Ten seeds perished and the seven players to withdraw or retire mid-match was record for a single day at a Grand Slam.

Croatian 10th seed Marin Cilic, who could not take to the court to play France’s Kenny de Schepper after a knee injury flared up, described Wednesday as a “very black day.”

Third-seed Sharapova was sent across the grounds to the bowl-like Court Two to face Portuguese firebrand Michelle Larcher de Brito and found the 131st-ranked qualifier too hot to handle as she slipped and slid to a 6-3, 6-4 defeat.

Sharapova needed a 10-minute injury timeout after one of several falls left her clutching her hip and at one stage was overheard describing the court surface as “dangerous.”

“I don’t think I’ve ever fallen three times in a match before in my career, so that was a little strange,” the Russian former champion said.

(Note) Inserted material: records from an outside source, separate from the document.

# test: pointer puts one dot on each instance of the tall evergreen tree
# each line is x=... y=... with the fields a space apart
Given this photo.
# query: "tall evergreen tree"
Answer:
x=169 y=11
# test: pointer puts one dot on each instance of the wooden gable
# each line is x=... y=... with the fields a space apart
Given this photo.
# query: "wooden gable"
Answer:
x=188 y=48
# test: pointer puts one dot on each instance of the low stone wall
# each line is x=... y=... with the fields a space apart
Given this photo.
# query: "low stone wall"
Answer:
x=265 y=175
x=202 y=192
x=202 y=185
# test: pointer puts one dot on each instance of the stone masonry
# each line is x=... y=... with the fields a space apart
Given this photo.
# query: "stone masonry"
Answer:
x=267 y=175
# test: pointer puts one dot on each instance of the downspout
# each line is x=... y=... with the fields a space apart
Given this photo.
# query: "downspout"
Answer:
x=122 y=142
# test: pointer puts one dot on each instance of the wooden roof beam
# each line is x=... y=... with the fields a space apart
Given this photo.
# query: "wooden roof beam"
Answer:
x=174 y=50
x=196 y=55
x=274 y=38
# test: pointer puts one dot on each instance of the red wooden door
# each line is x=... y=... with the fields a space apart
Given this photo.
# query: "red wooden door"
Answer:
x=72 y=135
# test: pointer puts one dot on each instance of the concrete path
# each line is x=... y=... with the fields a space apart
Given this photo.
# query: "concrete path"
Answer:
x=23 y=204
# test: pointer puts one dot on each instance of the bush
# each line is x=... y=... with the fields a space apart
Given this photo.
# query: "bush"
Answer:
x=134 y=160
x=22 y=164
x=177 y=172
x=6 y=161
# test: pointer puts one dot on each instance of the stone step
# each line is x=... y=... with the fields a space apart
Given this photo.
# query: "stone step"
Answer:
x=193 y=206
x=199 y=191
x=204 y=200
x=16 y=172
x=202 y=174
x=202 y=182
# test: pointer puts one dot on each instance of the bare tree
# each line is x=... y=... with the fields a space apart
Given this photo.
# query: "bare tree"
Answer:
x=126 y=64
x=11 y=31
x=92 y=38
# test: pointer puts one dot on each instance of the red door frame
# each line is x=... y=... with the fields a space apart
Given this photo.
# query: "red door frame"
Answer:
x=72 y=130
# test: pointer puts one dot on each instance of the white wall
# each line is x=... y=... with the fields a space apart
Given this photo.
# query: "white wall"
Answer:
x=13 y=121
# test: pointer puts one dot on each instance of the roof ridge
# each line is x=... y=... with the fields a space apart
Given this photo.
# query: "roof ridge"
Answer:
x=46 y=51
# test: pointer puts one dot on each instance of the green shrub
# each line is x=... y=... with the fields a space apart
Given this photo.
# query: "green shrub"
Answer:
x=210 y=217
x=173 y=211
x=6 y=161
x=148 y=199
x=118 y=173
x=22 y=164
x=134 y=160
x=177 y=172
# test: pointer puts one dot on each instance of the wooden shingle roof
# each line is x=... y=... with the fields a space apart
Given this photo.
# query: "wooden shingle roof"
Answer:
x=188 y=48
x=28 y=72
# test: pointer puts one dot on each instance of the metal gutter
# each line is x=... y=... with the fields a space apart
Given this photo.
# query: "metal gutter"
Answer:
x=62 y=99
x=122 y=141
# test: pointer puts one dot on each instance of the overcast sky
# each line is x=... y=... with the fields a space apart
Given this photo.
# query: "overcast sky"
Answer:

Women’s ninth seed Caroline Wozniacki also fell on Court Two in her defeat by Czech Petra Cetkovska while second seed Azarenka did not even start against Italy’s Flavia Pennetta due to the knee injury she suffered in a first-round tumble.

“I don’t know if it’s the court or the weather,” she said. “I can’t figure it out it. Would be great if the club or somebody who takes care of the courts would examine [it].”

A tournament spokesman said “the surfaces at the start are always lusher than at the end,” while three-time former champion Boris Becker added “grass is always going to be slippery in the first couple of matches, that has been the case for the past 100-plus years.”